Las soluciones viales gestionadas a partir de 1958 ayudaron, pero no lograron resolver el grave problema automovilístico de la ciudad. En 1966 el gobierno del presidente Raúl Leoni nombra al ingeniero José González Lander director de la Oficina Ministerial de Transporte, creada en 1964. Este ciudadano es el principal responsable del actual sistema y se mantuvo como gerente principal del metro hasta 1997.

La planificación inicial del metro se hizo a partir de 1968, finales de la gestión de Leoni y se continuó con la primera administración del presidente Rafael Caldera. Este mandatario comenzó los trabajos en la estación Agua Salud en diciembre de 1973, pero la llegada del nuevo gobierno de Carlos Andrés Pérez en 1974 tuvo como consecuencia la suspensión temporal de los trabajos por considerar que se debía equipar primero el interior del país para no continuar ahondando la brecha de desarrollo entre la capital y el resto de Venezuela, una política inteligente y responsable.
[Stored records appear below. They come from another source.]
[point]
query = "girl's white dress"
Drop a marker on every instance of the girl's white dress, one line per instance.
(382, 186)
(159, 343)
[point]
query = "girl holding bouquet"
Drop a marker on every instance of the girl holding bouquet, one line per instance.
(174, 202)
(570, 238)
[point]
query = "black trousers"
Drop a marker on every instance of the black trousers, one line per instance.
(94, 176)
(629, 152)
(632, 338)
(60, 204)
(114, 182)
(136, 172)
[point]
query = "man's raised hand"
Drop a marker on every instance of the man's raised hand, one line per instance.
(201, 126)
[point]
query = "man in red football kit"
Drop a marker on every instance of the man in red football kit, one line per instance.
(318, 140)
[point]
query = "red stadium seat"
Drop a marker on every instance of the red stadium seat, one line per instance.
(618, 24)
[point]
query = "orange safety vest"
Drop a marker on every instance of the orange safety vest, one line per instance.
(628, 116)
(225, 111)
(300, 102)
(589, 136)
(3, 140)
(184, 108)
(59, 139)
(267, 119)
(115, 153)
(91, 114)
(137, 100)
Avanzado ese propósito, la misma gestión de Carlos Andrés Pérez inicia en 1976 los trabajos de la Línea 1 (Propatria-Palo Verde) y el 8 de agosto de 1977 creó la C. A. Metro de Caracas con el fin de gerenciar el sistema. Lo demás es historia reciente.

En 1979 la administración del presidente Luis Herrera Campins comienza los trabajos en la Línea 2 (Zoológico-Las Adjuntas-El Silencio) y continúa la Línea 1 la cual pone en servicio el 2 de enero de 1983 en su tramo Propatria-La Hoyada y el 27 de marzo de ese mismo año se extiende el servicio hasta Chacaíto.

El presidente Jaime Lusinchi es quien más expandió el sistema pues el 4 de octubre de 1987 inaugura la Línea 2 en su tramo Zoológico-Las Adjuntas-La Paz. Ese mismo día se inició el servicio Metrobús como alimentador del sistema. El 23 de abril de 1988 se entendió la Línea 1 hasta Los Dos Caminos y el 6 de noviembre de ese mismo año se concluyó la Línea 2 hasta El Silencio.

Al presidente Carlos Andrés Pérez en su segundo gobierno correspondió concluir, el 19 de noviembre de 1989, la Línea 1 hasta Palo Verde, la misma que él había iniciado y en 1990 comienza los trabajos de la Línea 3 (Plaza Venezuela-La Rinconada) cuyo tramo hasta El Valle puso en servicio el presidente Rafael Caldera el 18 de diciembre de 1994.

En total, 39 estaciones de las 47 que actualmente tiene el sistema. El régimen actual apenas ha inaugurado 8 estaciones en 15 años: culminó la Línea 3 hasta La Rinconada y la Línea 4 en el tramo Capuchinos-Zona Rental, dicho sea de paso, con la planificación que dejó la democracia y con la terrible pérdida del buen servicio que tuvo en sus primeros años. Actualmente no es como decía su viejo lema: “La gran solución para Caracas”, pero nuestro deber será rescatarlo cuando esta pesadilla termine: Caracas lo amerita.